Quand la grand-rue était couverte

La halle médiévale du 15e siècle jusqu’en 1773

Les plus anciens se souviennent des halles qui se trouvaient au pied de la cathédrale et qui ont été détruites en 1968 mais peu savent où était située la halle médiévale. Elle était implantée jusqu’en 1773, au bas de l’actuelle rue Général-Leclerc, depuis l’entrée de la rue Rozière jusqu’à la Chapelle du Kreisker.
Il s’agissait d’une halle-rue comme souvent à l’époque médiévale. Dans des petites villes de faible dimension autour d’une artère principale centrale, une architecture simple et fonctionnelle s’imposait. Il s’agissait d’un vaste bâtiment de plan rectangulaire composé de rangées de piliers en bois supportant une charpente couverte d’ardoises et laissant le passage libre les jours sans marché.
Christel Douard a réalisé une étude passionnante sur la halle médiévale de Saint-Pol.

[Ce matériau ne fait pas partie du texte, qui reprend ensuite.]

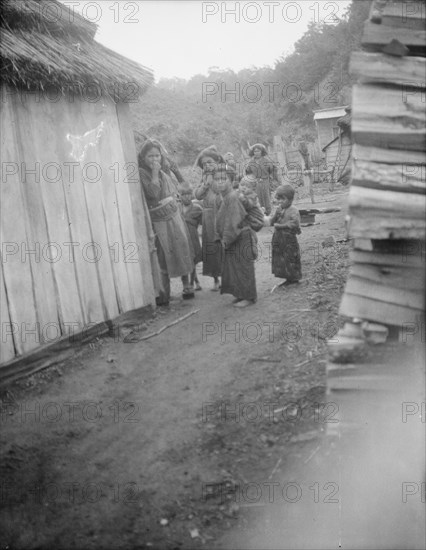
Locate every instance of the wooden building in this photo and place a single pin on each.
(326, 124)
(75, 230)
(387, 197)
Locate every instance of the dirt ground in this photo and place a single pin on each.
(144, 444)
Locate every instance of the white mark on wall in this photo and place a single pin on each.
(80, 144)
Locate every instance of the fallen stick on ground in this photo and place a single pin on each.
(275, 469)
(162, 329)
(314, 452)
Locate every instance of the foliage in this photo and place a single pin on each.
(232, 110)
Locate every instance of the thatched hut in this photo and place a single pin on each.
(76, 236)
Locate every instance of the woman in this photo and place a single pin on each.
(238, 239)
(265, 171)
(171, 235)
(208, 160)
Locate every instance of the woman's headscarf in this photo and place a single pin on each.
(211, 152)
(258, 146)
(286, 191)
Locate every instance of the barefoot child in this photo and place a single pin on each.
(192, 213)
(285, 248)
(238, 240)
(210, 198)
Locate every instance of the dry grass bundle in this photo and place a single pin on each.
(38, 53)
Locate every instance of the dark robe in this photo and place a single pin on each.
(212, 249)
(171, 233)
(286, 262)
(240, 245)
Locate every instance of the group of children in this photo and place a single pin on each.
(230, 216)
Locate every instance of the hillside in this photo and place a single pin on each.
(232, 109)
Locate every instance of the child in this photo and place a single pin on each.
(210, 198)
(192, 213)
(285, 248)
(238, 240)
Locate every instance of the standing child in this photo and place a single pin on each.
(208, 160)
(192, 213)
(239, 241)
(285, 248)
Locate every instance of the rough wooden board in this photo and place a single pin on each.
(376, 214)
(407, 15)
(141, 221)
(93, 197)
(412, 159)
(382, 117)
(79, 226)
(407, 178)
(380, 312)
(392, 277)
(377, 36)
(132, 252)
(18, 279)
(45, 294)
(413, 299)
(65, 347)
(7, 348)
(385, 69)
(411, 256)
(58, 228)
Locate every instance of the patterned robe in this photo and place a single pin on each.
(192, 215)
(266, 172)
(171, 234)
(212, 249)
(240, 245)
(286, 262)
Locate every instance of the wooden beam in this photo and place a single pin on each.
(376, 214)
(388, 156)
(375, 37)
(380, 68)
(402, 177)
(388, 118)
(407, 15)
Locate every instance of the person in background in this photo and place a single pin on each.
(266, 173)
(210, 197)
(286, 262)
(171, 234)
(192, 213)
(238, 240)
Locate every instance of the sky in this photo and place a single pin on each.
(181, 38)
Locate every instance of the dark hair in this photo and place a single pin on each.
(285, 191)
(259, 146)
(146, 147)
(211, 152)
(229, 171)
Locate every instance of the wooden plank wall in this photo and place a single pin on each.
(64, 181)
(387, 198)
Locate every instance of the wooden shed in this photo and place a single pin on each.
(75, 230)
(326, 124)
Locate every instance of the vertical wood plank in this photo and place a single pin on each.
(17, 274)
(44, 290)
(44, 151)
(140, 216)
(84, 256)
(7, 348)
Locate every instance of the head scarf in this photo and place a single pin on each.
(211, 152)
(286, 191)
(258, 146)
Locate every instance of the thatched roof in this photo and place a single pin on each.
(44, 44)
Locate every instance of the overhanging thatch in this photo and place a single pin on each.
(41, 51)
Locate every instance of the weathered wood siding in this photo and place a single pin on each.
(74, 224)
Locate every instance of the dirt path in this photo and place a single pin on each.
(127, 443)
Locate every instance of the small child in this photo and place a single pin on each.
(285, 248)
(192, 213)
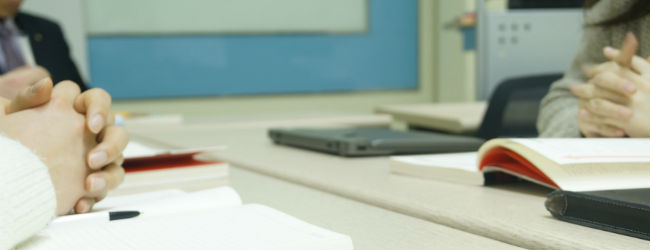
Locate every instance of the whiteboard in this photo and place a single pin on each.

Christel Douard a réalisé une étude passionnante sur la halle médiévale de Saint-Pol. Au 15è siècle...

En l’absence de documents d’archives précis, il est difficile de fixer avec certitude la date de construction de la halle de Saint Pol-de-Léon. En raison de sa structure, elle semble remonter au XVè siècle, époque à laquelle la ville connut un essor économique sans précédent, tournée à la fois vers la mer, avec les ports de Pempoul et Roscoff et l’arrière-pays agricole aux terres riches et fertiles.

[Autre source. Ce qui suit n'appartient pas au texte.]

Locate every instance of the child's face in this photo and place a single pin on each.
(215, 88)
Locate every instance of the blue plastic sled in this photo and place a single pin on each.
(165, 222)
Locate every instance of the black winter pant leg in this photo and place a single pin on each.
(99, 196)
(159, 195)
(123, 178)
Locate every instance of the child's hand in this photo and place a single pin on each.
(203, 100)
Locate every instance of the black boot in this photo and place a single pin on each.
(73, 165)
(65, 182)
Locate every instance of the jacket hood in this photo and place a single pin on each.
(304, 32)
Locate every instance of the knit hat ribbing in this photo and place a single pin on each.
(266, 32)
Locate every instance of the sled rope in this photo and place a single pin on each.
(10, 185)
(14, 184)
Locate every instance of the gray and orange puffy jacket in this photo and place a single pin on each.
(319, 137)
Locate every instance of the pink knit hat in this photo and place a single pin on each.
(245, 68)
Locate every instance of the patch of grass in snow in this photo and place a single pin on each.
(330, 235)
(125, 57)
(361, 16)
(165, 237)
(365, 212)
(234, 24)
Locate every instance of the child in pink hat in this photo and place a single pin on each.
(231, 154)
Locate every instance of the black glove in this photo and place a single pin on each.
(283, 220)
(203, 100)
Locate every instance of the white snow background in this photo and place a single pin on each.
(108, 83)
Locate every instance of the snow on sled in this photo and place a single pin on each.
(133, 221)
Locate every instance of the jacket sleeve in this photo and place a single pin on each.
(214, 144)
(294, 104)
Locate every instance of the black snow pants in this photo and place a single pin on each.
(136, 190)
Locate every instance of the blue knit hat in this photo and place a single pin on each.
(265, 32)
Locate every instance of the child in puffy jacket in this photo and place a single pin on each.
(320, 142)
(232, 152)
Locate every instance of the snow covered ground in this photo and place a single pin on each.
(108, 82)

L’axe formé par la Grand-Rue occupée par cette halle se situait à mi-chemin entre deux pôles urbains forts et concurrents, la ville de l’évêque dominée par la cathédrale Saint- Paul-Aurélien, et les limites du faubourg plus commerçant sur lequel régnait l’immense chapelle Notre-Dame-du-Kreisker. Propriété féodale, la halle est timbrée, en 1614, des armoiries des marquis de Kerman.

14 travées de piliers

L’édifice possédait quatorze travées de piliers. Entre 1767 et 1773, le bâtiment était toujours considéré comme un instrument économique incontournable, mais son emplacement gênait les aménageurs ; on décida sa démolition et une reconstruction ailleurs. Pierre-Joachim Besnard, ingénieur des Ponts-et-Chaussées, leva un plan de la ville qui envisageait, au moins sur le papier, de faire de Saint-Pol-de-Léon, fortement empreinte de son patrimoine médiéval, une ville d’allure classique composée de trames plus régulières. La halle, en tant que vestige médiéval qui obstruait un passage très fréquenté, embarrassa l’aménageur formé aux concepts des Lumières.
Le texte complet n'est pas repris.